John Kerry exits as special climate envoy – but he isn’t done with politics quite yet
John Kerry, who has led the United States’ climate mission on the global stage for the past three years,is leaving his post on Wednesday.
The special presidential envoy for climate, 80, announced that he was stepping down in January.
“In three years, Secretary Kerry has tirelessly trekked around the world – bringing American climate leadership back from the brink and marshalling countries around the world to take historic action to confront the climate crisis,” said White House chief of Staff, Jeff Zients, in a statement to The Independent, at the time.
Mr Kerry, a longtime senator and secretary of state under Barack Obama, was the obvious choice for President Joe Biden, who created the role after winning the White House in 2020.

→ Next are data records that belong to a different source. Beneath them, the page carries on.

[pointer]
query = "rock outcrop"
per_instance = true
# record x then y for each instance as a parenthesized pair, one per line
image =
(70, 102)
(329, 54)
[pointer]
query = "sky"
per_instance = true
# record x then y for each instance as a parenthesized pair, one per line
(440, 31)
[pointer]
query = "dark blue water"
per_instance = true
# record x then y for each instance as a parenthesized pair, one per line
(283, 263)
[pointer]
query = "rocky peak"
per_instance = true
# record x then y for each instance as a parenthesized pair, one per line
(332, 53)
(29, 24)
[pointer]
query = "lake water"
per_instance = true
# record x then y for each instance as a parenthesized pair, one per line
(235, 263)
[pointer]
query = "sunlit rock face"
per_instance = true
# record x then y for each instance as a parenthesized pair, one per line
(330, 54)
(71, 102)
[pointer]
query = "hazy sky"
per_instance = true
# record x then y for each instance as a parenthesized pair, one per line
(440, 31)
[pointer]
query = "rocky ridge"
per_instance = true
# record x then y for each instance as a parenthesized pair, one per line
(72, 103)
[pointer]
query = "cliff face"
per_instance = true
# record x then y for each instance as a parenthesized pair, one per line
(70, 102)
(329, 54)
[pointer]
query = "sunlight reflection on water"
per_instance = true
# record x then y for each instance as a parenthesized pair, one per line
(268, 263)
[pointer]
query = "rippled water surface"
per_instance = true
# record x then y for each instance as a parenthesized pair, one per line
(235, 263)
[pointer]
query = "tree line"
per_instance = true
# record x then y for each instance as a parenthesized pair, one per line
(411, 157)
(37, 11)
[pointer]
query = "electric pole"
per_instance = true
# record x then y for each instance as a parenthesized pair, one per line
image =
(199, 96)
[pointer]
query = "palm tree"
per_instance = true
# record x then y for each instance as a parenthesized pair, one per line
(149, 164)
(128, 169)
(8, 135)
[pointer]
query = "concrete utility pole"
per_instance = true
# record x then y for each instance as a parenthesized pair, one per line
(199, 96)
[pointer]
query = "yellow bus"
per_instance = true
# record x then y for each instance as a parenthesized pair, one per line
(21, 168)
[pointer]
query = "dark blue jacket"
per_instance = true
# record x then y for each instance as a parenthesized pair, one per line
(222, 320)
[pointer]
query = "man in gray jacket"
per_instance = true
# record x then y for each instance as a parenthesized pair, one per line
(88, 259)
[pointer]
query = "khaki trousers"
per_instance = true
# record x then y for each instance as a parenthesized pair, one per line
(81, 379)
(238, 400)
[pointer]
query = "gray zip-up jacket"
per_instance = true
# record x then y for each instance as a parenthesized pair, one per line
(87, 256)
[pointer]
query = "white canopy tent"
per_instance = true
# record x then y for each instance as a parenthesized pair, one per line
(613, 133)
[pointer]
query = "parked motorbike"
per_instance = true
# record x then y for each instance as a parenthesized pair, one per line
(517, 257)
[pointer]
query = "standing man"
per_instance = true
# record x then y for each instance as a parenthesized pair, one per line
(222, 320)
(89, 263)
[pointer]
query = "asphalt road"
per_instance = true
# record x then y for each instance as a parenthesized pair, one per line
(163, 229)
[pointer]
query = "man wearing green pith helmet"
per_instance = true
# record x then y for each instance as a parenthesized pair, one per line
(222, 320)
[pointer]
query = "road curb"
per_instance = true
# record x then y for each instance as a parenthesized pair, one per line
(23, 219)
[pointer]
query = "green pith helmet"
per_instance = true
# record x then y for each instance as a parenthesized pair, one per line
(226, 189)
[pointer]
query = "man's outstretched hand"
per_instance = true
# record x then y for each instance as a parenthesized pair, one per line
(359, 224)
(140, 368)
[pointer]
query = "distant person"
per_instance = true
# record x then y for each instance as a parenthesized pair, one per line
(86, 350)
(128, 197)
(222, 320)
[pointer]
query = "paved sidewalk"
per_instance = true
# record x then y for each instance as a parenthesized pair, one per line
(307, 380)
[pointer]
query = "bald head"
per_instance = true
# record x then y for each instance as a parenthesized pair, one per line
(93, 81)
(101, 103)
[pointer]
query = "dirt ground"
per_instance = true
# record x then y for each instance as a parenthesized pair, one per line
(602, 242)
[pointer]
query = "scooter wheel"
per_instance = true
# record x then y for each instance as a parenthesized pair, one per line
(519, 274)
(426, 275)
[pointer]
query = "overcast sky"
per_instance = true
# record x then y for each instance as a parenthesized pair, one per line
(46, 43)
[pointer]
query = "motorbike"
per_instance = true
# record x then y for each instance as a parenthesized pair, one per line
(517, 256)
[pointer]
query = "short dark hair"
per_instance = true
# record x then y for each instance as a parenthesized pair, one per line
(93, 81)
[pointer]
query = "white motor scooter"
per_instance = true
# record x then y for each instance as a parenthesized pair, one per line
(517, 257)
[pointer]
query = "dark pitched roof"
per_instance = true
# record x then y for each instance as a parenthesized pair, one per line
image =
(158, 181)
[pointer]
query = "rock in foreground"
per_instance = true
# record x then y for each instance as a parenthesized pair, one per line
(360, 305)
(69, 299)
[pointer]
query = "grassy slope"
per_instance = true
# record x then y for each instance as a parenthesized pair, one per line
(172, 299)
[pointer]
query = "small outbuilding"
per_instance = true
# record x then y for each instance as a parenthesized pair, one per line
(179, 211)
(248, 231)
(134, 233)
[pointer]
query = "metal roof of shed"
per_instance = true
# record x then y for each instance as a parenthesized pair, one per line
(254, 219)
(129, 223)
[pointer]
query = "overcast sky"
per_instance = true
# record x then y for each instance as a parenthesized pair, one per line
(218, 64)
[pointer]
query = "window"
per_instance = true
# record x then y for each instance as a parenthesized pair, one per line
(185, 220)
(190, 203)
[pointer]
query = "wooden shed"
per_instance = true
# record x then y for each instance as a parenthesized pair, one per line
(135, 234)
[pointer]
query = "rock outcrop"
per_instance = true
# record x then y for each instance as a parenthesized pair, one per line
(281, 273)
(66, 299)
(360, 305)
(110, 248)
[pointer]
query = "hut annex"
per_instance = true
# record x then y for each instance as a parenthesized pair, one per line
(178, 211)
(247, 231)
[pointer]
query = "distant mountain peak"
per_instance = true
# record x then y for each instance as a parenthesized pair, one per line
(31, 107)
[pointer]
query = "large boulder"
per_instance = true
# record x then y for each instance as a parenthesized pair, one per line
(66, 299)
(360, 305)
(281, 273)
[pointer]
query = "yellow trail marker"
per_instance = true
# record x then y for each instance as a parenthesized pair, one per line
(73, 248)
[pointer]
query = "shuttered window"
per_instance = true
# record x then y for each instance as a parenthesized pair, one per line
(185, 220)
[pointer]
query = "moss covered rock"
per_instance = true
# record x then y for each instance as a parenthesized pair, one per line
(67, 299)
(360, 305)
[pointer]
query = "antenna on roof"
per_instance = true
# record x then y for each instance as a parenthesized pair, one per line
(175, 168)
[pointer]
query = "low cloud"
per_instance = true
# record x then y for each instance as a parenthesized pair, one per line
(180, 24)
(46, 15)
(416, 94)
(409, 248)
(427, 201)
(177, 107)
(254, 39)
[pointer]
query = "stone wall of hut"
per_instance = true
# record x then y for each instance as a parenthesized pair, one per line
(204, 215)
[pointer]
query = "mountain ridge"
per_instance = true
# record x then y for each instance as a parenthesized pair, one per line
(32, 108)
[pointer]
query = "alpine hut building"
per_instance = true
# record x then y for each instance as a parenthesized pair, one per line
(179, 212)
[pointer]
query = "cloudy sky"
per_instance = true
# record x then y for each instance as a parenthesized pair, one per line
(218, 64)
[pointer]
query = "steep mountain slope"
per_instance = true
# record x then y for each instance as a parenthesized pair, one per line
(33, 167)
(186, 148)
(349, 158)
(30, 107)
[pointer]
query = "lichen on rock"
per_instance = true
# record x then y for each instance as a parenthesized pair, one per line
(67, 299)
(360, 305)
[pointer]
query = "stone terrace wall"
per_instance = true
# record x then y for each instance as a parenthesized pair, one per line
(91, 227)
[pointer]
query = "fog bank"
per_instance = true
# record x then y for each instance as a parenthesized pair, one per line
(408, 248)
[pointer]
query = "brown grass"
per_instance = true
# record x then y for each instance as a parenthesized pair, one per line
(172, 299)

Appointing Mr Kerry to lead negotiations more typically handled by non-public facing bureaucrats signalled that America was back in the global climate fight after spending four years out in the wilderness under former president Donald Trump.

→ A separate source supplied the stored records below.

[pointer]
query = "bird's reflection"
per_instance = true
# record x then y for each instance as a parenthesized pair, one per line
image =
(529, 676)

“The world will know that one of my closest friends, John Kerry, is speaking for America on one of the most pressing threats of our time,” Mr Biden said.

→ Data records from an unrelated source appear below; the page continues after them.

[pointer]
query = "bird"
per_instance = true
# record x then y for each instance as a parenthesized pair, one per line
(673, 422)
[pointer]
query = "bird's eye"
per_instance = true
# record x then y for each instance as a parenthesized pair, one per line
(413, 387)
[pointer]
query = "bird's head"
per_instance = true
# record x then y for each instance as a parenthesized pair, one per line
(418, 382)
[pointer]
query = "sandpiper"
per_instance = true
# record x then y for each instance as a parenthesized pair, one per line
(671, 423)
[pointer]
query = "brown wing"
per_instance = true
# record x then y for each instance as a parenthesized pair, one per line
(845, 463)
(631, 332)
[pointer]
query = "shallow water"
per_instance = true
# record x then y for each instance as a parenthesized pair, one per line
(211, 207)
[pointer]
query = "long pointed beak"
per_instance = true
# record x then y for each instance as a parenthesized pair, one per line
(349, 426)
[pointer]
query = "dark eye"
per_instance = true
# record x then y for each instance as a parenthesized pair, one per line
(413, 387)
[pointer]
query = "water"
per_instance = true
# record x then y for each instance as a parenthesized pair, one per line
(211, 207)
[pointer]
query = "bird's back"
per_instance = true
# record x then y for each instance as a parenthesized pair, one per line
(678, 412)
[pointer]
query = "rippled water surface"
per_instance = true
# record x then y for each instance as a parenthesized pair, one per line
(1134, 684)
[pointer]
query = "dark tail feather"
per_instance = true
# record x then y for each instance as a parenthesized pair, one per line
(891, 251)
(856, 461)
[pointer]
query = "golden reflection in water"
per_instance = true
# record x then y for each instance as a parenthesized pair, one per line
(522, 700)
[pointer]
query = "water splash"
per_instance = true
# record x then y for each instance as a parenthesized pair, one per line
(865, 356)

But the selection of Mr Kerry also provoked the ire of Republicans and conservative media who goaded him over international trips, and claimed that he regularly traveled by private jet.
Mr Kerry pushed back on that accusation during a House committee hearing last year, calling it “one of the most outrageously persistent lies that I hear”.
“I don’t own a private jet. I personally have never owned a private jet,” he said. A family jet belonging primarily to his wife, the billionaire philanthropist Teresa Heinz, had been sold, he said – though he did not expand on when.